Can two wrongs combine to make a right?
So, if SPACs have been described on Wall Street as ‘a business model that incentivizes promoters to do something – literally anything – with other people’s money is bound to lead to significant value destruction on occasion’ why are we touting the SPAC route as a likely saviour for start-ups in India, perhaps as the missing link catalyst that Atmanirbhar Bharat has been missing?
The answer comes down to two simple, interlinked elements that are causing great consternation to almost all Indian start-ups, time and money. In a survey by NASSCOM 90% of the start-ups surveyed admitted they were stressed on funds and 70% admitted they would run out of funds over the next accounting period with the current rate of burn – unless additional funding could be raised with haste. In case these start-ups are forced to shut down, apart from the usual suspects like employment numbers, a bear run in the market and a small dent to economic indicators – the impact on India’s MSME sector and Atmanirbhar Bharat program would be catastrophic. Many of these start-ups by necessity operate in segments and areas which are not tapped by the bigger multinationals – from the hyperlocal delivery apps like Delhivery and Dunzo to the female sanitation mavericks like PeeSafe, a vast variety of start-ups cater to markets not serviced by global players and help generate revenue which stays in India, and boosts employment and other indicators in India.
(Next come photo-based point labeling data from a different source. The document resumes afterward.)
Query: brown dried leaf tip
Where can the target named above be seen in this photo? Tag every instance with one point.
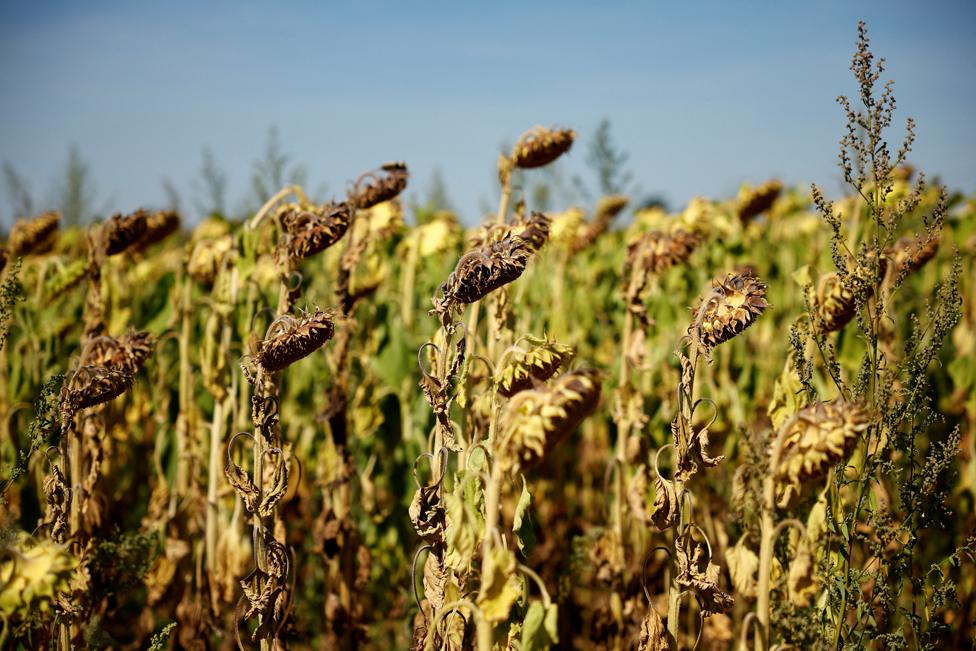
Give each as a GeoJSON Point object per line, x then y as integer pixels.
{"type": "Point", "coordinates": [536, 421]}
{"type": "Point", "coordinates": [33, 235]}
{"type": "Point", "coordinates": [310, 229]}
{"type": "Point", "coordinates": [756, 201]}
{"type": "Point", "coordinates": [376, 188]}
{"type": "Point", "coordinates": [289, 339]}
{"type": "Point", "coordinates": [540, 146]}
{"type": "Point", "coordinates": [815, 439]}
{"type": "Point", "coordinates": [482, 270]}
{"type": "Point", "coordinates": [122, 231]}
{"type": "Point", "coordinates": [731, 306]}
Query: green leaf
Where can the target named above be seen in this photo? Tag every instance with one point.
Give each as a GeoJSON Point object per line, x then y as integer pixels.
{"type": "Point", "coordinates": [521, 526]}
{"type": "Point", "coordinates": [539, 628]}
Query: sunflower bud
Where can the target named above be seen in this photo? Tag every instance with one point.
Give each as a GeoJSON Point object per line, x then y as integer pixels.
{"type": "Point", "coordinates": [539, 147]}
{"type": "Point", "coordinates": [815, 439]}
{"type": "Point", "coordinates": [32, 235]}
{"type": "Point", "coordinates": [120, 232]}
{"type": "Point", "coordinates": [536, 421]}
{"type": "Point", "coordinates": [754, 202]}
{"type": "Point", "coordinates": [732, 305]}
{"type": "Point", "coordinates": [290, 339]}
{"type": "Point", "coordinates": [382, 188]}
{"type": "Point", "coordinates": [310, 229]}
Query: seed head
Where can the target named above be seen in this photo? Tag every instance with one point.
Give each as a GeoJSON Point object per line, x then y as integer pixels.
{"type": "Point", "coordinates": [911, 254]}
{"type": "Point", "coordinates": [656, 251]}
{"type": "Point", "coordinates": [525, 367]}
{"type": "Point", "coordinates": [379, 188]}
{"type": "Point", "coordinates": [32, 235]}
{"type": "Point", "coordinates": [536, 421]}
{"type": "Point", "coordinates": [836, 304]}
{"type": "Point", "coordinates": [126, 353]}
{"type": "Point", "coordinates": [732, 305]}
{"type": "Point", "coordinates": [483, 270]}
{"type": "Point", "coordinates": [817, 438]}
{"type": "Point", "coordinates": [540, 146]}
{"type": "Point", "coordinates": [159, 226]}
{"type": "Point", "coordinates": [310, 229]}
{"type": "Point", "coordinates": [120, 232]}
{"type": "Point", "coordinates": [756, 201]}
{"type": "Point", "coordinates": [289, 339]}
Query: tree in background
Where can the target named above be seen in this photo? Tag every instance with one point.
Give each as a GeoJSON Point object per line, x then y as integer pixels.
{"type": "Point", "coordinates": [17, 189]}
{"type": "Point", "coordinates": [607, 161]}
{"type": "Point", "coordinates": [274, 170]}
{"type": "Point", "coordinates": [212, 185]}
{"type": "Point", "coordinates": [75, 196]}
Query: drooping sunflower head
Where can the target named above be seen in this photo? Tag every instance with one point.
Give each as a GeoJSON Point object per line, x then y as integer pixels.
{"type": "Point", "coordinates": [732, 305]}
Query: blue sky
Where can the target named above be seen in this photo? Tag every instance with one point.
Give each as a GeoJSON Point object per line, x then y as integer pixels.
{"type": "Point", "coordinates": [702, 95]}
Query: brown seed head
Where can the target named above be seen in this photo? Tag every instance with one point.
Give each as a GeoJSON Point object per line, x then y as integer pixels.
{"type": "Point", "coordinates": [483, 270]}
{"type": "Point", "coordinates": [732, 305]}
{"type": "Point", "coordinates": [539, 147]}
{"type": "Point", "coordinates": [377, 188]}
{"type": "Point", "coordinates": [911, 254]}
{"type": "Point", "coordinates": [120, 232]}
{"type": "Point", "coordinates": [127, 353]}
{"type": "Point", "coordinates": [310, 229]}
{"type": "Point", "coordinates": [289, 339]}
{"type": "Point", "coordinates": [817, 438]}
{"type": "Point", "coordinates": [536, 421]}
{"type": "Point", "coordinates": [758, 200]}
{"type": "Point", "coordinates": [528, 366]}
{"type": "Point", "coordinates": [836, 304]}
{"type": "Point", "coordinates": [32, 235]}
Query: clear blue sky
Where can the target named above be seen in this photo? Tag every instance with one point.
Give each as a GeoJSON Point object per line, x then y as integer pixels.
{"type": "Point", "coordinates": [702, 95]}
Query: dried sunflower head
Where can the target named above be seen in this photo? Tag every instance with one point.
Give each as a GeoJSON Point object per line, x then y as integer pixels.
{"type": "Point", "coordinates": [536, 421]}
{"type": "Point", "coordinates": [378, 188]}
{"type": "Point", "coordinates": [656, 251]}
{"type": "Point", "coordinates": [540, 146]}
{"type": "Point", "coordinates": [526, 367]}
{"type": "Point", "coordinates": [122, 231]}
{"type": "Point", "coordinates": [289, 339]}
{"type": "Point", "coordinates": [483, 270]}
{"type": "Point", "coordinates": [32, 235]}
{"type": "Point", "coordinates": [755, 201]}
{"type": "Point", "coordinates": [91, 385]}
{"type": "Point", "coordinates": [310, 229]}
{"type": "Point", "coordinates": [816, 438]}
{"type": "Point", "coordinates": [732, 305]}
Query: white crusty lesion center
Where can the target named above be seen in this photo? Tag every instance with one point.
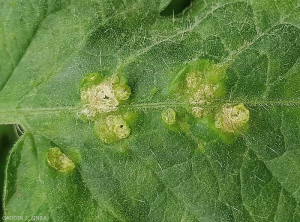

While most start-ups find it easy to find Series A investment, the lack of a proper ecosystem to develop and nurture start-ups ensures most start-ups don’t make it to Series B and C funding. Of the few that do make it, fewer still get funded over tedious and time-consuming rounds with dilution of equity and control. IPOs are out of the question for enterprises which haven’t seen profit since their inception, though they have the potential to merit an investment by well aware retail investors. This has a negative impact on the Atmanirbhar Bharat mission which has always seen start-ups as an important driver present in all 5 pillars of demography, balance of supply demand, technology system, economic upheaval and infrastructure upgrades.
While the research indicates that most start-ups have forced this fate on themselves by opting to go for VC funded expansions with ideas copied from the west and not optimized for Indian markets with deep discounts as a substitute for actual demand – instead of bootstrapped expansion within means with original ideas. The fact remains that a cascading failure in the start-up ecosystem would have disproportional negative impact on the fledgeling Atmanirbhar Bharat mission. Fortunately, the get rich quick expansion of the start-ups and their need for funding may be met with the meet acquisition targets quick mentality of SPACs if they are allowed to operate in India.
Indian start-ups are projected to require over ₹ 100 crores in funding in 2021, and SPACs across USA have shown the potential in raising upto $75 billion of war-chest with stable mergers like Nikola, Opendoor, Virgin Galactic and DraftKings acting as proof of concept. The Indian start-up story may just continue on its upward trajectory with two wrongs (the cash burning orientation of Indian start-ups and the acquisition KPIs targeted mentality of SPAC managers) combining – under healthy amounts of supervision and regulation – to provide an ingenious Indian solution to an Indian problem to keep the flag of Atmanirbhar Bharat flying high.